The Democratic Party had been slamming Yoon and the PPP for dabbling in conspiracy theories for their baseless claim that reports on allegations about Kim Keon-hee were part of a ruling party scheme. But then the Democratic Party resorted to its own conspiracy theories by claiming that the PPP had cooked up allegations that Lee’s son had engaged in gambling and prostitution.

Park Won-ho, a professor of political science and international relations at Seoul National University, offered the following thoughts about the attitudes adopted by the two major parties.

“In this presidential election, the question of which candidate people don’t like is having a bigger impact than which candidate they do like. Voters are divided in this way because the two camps are so polarized right now,” Park said.

“Politicians seem to feel they don’t have anything to lose since even if they’re defeated in the election, they’ll still come away with 40% of support,” Park said, referring to support acquired through those divisive tactics.

Park said that as the two parties seek to draw in voters who are divided into two sides, they’ve adopted a no-holds-barred approach to mudslinging that’s kindling political hatred, with little sense of the consequences.

But experts point out that the attitudes candidates adopt when dealing with problems they face, including their honesty, have a big impact on voters’ political trust.

“Refusing to acknowledge one’s mistakes is a serious moral flaw that reveals arrogance. The way that people respond to allegations about themselves provides us with important criteria for assessing them,” said Jhee Byong-kuen, a professor of political science and international relations at Chosun University.

That means that Yoon’s refusal to provide a detailed explanation when he reluctantly apologized three days after the false information in Kim Keon-hee’s resume came to light could turn out to be even more dangerous than the falsified resume itself.

“Trust in politics is ultimately tied to the question of responsibility. Politicians have a duty to adequately explain and provide information about allegations that have aroused public curiosity,” said Seo Bok-kyung, head of The Possibility Lab.

Experts agree that in order to turn this distasteful election back into a normal race, the candidates will need to compete on their vision about how to overcome the crises facing Korean society, including the COVID-19 pandemic, and about the direction to lead Korean society going forward.
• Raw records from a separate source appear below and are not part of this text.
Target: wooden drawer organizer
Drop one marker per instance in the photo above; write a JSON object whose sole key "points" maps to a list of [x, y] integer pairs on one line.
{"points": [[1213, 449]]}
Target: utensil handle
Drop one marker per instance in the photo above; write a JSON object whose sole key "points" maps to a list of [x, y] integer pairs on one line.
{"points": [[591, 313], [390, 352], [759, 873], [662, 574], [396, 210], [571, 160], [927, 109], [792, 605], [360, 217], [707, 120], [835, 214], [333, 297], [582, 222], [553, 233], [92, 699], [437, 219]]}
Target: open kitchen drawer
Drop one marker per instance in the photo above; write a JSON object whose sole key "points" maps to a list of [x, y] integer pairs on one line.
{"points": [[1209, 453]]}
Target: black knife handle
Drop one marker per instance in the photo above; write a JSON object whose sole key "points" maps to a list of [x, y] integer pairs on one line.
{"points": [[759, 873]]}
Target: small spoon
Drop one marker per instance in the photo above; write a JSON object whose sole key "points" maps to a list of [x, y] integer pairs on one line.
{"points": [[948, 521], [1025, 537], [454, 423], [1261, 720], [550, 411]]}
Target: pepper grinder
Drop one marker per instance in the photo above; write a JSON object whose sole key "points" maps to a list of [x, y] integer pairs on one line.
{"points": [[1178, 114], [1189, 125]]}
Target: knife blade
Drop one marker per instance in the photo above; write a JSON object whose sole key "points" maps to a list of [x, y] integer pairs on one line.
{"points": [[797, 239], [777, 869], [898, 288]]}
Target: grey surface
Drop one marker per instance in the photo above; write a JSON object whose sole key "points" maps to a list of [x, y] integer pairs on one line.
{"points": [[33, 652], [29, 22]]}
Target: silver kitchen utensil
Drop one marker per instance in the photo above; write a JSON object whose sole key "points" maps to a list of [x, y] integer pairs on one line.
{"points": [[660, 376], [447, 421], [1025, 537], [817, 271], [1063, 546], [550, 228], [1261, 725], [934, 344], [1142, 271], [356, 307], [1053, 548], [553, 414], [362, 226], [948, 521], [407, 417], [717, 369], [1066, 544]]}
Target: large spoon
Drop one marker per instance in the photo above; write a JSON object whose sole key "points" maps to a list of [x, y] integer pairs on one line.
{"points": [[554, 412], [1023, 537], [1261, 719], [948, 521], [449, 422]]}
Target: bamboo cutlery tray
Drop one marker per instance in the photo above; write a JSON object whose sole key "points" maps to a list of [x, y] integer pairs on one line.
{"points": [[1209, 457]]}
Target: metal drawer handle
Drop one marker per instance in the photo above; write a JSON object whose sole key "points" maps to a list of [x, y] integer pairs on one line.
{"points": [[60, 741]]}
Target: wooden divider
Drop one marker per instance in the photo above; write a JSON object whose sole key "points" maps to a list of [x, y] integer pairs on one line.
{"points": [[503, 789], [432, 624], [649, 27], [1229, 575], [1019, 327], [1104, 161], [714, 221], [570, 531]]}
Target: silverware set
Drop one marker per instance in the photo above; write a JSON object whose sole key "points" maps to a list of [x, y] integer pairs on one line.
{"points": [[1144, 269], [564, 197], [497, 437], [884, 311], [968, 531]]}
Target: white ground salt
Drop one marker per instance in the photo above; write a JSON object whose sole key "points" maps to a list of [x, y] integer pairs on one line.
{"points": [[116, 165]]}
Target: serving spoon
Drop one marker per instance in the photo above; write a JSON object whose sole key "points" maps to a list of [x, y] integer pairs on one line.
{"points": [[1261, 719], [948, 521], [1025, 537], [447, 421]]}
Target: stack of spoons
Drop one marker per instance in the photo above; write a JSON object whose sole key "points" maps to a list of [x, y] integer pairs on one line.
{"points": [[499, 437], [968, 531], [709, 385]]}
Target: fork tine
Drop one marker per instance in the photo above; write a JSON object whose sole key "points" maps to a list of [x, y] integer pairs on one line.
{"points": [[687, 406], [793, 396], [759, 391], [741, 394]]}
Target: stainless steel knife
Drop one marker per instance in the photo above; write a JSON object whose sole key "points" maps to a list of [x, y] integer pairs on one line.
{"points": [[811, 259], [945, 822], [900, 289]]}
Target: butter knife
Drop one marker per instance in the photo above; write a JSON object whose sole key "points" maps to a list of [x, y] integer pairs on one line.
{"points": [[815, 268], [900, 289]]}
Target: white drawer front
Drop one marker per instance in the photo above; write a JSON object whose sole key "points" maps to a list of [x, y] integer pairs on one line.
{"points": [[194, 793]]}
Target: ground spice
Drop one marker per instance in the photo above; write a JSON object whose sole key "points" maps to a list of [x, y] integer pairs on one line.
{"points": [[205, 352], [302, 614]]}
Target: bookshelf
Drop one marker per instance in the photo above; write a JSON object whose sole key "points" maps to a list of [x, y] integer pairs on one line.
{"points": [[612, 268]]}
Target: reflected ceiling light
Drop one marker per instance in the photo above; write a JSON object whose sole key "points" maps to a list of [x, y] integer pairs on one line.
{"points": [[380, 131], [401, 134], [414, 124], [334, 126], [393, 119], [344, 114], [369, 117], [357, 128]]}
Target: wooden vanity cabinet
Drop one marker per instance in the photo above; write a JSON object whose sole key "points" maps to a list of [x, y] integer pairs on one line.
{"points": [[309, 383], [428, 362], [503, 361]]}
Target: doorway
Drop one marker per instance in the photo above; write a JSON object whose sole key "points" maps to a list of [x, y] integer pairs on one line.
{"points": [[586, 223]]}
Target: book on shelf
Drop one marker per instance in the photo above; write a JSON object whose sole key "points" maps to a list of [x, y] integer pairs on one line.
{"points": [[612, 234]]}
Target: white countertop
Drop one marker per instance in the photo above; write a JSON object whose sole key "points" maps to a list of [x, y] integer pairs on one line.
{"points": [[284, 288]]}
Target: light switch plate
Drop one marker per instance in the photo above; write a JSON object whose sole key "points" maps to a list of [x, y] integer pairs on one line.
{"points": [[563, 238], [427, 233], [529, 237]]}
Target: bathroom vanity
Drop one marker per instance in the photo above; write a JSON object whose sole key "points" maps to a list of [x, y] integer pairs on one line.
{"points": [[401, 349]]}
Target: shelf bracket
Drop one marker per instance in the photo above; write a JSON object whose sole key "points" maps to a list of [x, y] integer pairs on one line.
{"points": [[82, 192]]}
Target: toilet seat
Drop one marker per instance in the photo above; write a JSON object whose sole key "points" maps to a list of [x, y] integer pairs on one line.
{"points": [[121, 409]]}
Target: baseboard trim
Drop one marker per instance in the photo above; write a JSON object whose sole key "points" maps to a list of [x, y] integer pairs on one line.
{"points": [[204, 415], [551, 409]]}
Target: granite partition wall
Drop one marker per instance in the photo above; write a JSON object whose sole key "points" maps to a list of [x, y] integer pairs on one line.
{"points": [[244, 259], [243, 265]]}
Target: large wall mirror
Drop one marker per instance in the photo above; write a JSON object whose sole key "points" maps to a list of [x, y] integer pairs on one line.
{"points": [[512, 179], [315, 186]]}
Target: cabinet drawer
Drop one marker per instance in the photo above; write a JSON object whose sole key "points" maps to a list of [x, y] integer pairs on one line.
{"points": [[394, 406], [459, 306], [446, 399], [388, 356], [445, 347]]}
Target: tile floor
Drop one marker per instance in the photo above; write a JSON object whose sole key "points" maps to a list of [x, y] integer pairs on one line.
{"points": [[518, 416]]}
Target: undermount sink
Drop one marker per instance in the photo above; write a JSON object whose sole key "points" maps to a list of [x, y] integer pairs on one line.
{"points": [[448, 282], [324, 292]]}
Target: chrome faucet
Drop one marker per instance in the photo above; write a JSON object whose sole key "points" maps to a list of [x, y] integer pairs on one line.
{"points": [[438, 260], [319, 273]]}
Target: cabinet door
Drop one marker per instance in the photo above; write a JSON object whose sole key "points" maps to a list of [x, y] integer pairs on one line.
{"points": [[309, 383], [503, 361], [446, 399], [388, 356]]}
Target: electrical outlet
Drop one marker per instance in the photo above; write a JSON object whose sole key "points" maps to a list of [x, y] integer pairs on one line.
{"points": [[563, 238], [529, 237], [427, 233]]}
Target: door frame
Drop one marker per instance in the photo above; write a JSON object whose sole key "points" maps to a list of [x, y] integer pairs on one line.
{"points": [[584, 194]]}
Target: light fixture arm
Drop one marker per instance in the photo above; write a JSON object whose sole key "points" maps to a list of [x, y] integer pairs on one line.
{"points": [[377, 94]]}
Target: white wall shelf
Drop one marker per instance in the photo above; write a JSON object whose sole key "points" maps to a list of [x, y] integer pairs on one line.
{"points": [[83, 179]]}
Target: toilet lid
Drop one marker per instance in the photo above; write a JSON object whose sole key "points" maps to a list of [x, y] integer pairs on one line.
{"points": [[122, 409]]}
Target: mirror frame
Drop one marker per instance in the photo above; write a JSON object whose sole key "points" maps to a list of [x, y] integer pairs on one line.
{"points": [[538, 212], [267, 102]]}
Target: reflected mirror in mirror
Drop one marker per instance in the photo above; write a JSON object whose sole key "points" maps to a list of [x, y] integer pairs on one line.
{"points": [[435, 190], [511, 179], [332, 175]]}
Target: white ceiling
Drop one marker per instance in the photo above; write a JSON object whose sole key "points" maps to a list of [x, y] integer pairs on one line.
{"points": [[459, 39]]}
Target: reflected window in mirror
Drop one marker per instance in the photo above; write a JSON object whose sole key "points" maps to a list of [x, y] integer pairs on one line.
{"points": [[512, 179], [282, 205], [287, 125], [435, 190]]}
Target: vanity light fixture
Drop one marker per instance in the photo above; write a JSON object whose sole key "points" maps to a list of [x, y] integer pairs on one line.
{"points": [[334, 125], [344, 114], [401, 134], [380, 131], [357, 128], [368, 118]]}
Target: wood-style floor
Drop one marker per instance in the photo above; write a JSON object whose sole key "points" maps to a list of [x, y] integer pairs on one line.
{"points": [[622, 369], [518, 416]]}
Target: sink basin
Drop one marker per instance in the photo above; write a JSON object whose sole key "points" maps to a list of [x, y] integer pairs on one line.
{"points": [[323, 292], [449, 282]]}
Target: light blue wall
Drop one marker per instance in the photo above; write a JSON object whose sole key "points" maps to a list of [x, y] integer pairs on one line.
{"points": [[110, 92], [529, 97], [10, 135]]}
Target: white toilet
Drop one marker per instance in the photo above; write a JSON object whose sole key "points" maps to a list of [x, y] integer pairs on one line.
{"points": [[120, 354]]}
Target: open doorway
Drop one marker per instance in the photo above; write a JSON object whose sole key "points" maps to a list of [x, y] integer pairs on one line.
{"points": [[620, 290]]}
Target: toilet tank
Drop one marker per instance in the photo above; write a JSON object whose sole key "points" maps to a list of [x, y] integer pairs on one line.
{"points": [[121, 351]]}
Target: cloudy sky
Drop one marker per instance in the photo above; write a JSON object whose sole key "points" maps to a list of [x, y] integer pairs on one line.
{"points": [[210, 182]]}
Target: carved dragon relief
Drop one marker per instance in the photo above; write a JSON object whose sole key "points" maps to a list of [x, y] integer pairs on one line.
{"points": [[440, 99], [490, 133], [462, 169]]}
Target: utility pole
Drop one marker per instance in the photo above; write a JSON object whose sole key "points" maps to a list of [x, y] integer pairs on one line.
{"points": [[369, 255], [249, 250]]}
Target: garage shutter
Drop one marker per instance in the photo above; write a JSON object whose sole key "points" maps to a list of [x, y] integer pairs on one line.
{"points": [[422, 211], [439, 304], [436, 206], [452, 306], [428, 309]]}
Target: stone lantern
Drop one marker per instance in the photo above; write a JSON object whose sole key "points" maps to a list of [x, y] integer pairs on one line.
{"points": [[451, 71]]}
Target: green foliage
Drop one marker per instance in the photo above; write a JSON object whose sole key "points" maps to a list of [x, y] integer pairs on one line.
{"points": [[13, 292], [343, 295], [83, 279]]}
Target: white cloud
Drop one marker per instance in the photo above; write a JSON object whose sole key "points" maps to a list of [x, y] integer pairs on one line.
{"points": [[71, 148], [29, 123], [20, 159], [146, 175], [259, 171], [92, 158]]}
“In turbulent times, the ability of leaders is prioritized over their morality for the sake of the survival of the community,” said Seo.

“When the majority of society feels very anxious, they look for someone who can make the community safe. Presidential candidates ought to compete by offering clear policy proposals that set them apart from one another,” she advised.

That viewpoint was echoed by Jhee. “While voters value candidates’ morality, their assessment of which candidate to vote for will ultimately be focused on the outcome of the changes that those candidates would bring to Korean society if elected.”